Konnikova learned the hard way (losing a lot of money) that this passive way of playing can get you into trouble, not keep you out of it. She writes, “Every passive decision leads to a slow but steady loss of chips. And chances are, if I’m choosing those lines at the table, there are deeper issues at play. Who knows how many proverbial chips a default passivity has cost me throughout my life. How many times I’ve walked away from situations because of someone else’s show of strength, when I really shouldn’t have. How many times I’ve passively stayed in a situation, eventually letting it get the better of me, instead of actively taking control and turning things around. Hanging back only seems like an easy solution. In truth, it can be the seed of far bigger problems.”
And so, Konnikova warns against this mode of thinking, of acting passively, of “hanging back.” It can cause you to dig yourself a hole that can be difficult to get out of—especially in the workplace. At the same time, Konnikova appreciates that throwing away the passive security blanket is no easy task. Many people have been conditioned to act passively, taught that aggression will hurt, rather than benefit them. Konnikova calls it “emotional baggage that has accumulated, without my awareness, throughout my entire professional life.”

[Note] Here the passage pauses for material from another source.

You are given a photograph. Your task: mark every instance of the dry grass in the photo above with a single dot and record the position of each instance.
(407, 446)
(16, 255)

4. Learn to see yourself from an external perspective
Poker is a mind game, and success at the table takes more than a mathematical mind. It takes the ability to read other players’ signals—signals that players send in each decision they make. This is why Konnikova likens poker to an “interpretive dance,” where you’re constantly assessing how other players are reacting to you and how you’re reacting to other players. Often, according to Konnikova, it’s not the best hand that wins but the best player.
And to be the best player (that you can be), Konnikova says you need “to learn to see yourself from an external perspective.” This means closely tuning in to what you’re thinking and feeling, allowing you to identify mistakes in your decision process. And this perspective can and should be used away from the poker table—when making business decisions, when negotiating your salary, when answering difficult interview questions, whenever and however frequently you can.
Konnikova explains, “Most of the time we don’t notice it because we don’t pay attention to ourselves. We don’t notice that we’re making a decision while angry because we don’t stop to assess, ‘Oh, I’m angry. What’s making me angry?’ We just don’t have that sort of internal conversation. And I think getting into the habit where just before you make any decision, before you do anything, you just stop, take a breath, and take a moment to reflect and to check in with yourself and see, ‘What am I thinking? Why am I thinking that? What am I feeling? Why am I feeling that way? Okay, now let me act. Now let me respond.’ I think that that’s one of the most powerful tools that we can use that will enable us to be better versions of ourselves and make better decisions at the end of the day.”